A crate contains 20kg of the produce, and the price of each fell from Wednesday’s Rs 1,750 to Rs 1,100 on Thursday. Tomato rates in Mumbai’s retail markets remain astronomical at Rs 160-200 per kilo.
The total daily arrival of tomatoes at the three APMCs – Pimpalgaon, Nashik and Lasalgaon – increased from 6,800 crates around a week ago to 25,000 crates on Thursday. At Pimpalgaon, the largest tomato mandi in the state, the daily arrivals have increased from 1,500 crates to 15,000 crates, while at Nashik, it has increased from 5,000 crates to 10,000 crates.

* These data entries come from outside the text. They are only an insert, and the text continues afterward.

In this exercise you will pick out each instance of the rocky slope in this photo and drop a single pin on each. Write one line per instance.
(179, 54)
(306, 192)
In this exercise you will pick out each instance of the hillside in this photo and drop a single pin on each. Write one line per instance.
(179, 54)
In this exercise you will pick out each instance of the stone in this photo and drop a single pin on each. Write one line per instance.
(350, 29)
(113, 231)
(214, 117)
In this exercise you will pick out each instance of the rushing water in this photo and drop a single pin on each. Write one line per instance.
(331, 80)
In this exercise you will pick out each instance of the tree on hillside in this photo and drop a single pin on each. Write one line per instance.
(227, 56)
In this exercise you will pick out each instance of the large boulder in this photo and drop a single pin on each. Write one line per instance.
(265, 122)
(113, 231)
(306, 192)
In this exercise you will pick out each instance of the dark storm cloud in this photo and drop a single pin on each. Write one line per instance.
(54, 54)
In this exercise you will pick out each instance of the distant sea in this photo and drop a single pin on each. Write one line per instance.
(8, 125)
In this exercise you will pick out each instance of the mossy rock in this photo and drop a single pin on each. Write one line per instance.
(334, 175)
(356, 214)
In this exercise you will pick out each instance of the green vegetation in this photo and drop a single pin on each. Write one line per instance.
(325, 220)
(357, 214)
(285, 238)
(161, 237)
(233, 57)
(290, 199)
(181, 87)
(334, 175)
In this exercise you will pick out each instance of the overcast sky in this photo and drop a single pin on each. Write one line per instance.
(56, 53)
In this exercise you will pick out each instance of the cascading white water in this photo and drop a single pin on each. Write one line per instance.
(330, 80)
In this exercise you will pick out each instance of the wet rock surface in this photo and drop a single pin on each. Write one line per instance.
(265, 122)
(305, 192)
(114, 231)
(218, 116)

At Lasalgaon, arrivals have gone up from 350 crates a day around a week ago to 1,500 crates now.
Mumbaikars are eagerly awaiting restoration of normality. Tomato sold for the regular rate of Rs 30 per kg until mid-May. Prices doubled to Rs 50-60 June 13, and escalated further to Rs 160 on July 3. The record barrier of Rs 200 was broken July 24.
On Thursday, APMC Vashi director Shankar Pingale said, “Wholesale rates of tomato have marginally fallen by Rs 15-20 in Vashi since the past two days to Rs 70-80 today. But that is because arrivals had increased as tomato was not being diverted to north India due to rain. Supply rose slightly while demand remained constant. But I feel rates will not reduce substantially until end-August.”
A vegetable trader with businesses in Byculla and Ghatkopar said good quality small size fruit was selling for Rs 120 and big tomatoes were available for Rs 160. Elsewhere in Andheri, Khar, Bandra, Borivli and Colaba, rates remained Rs 160-200.
Pimpalgaon APMC officials confirmed supplies have shot up in the past few days. They said the average wholesale tomato price at their mandi has dropped from Rs 1,750 per crate on Wednesday to Rs 1,200 per crate on Thursday.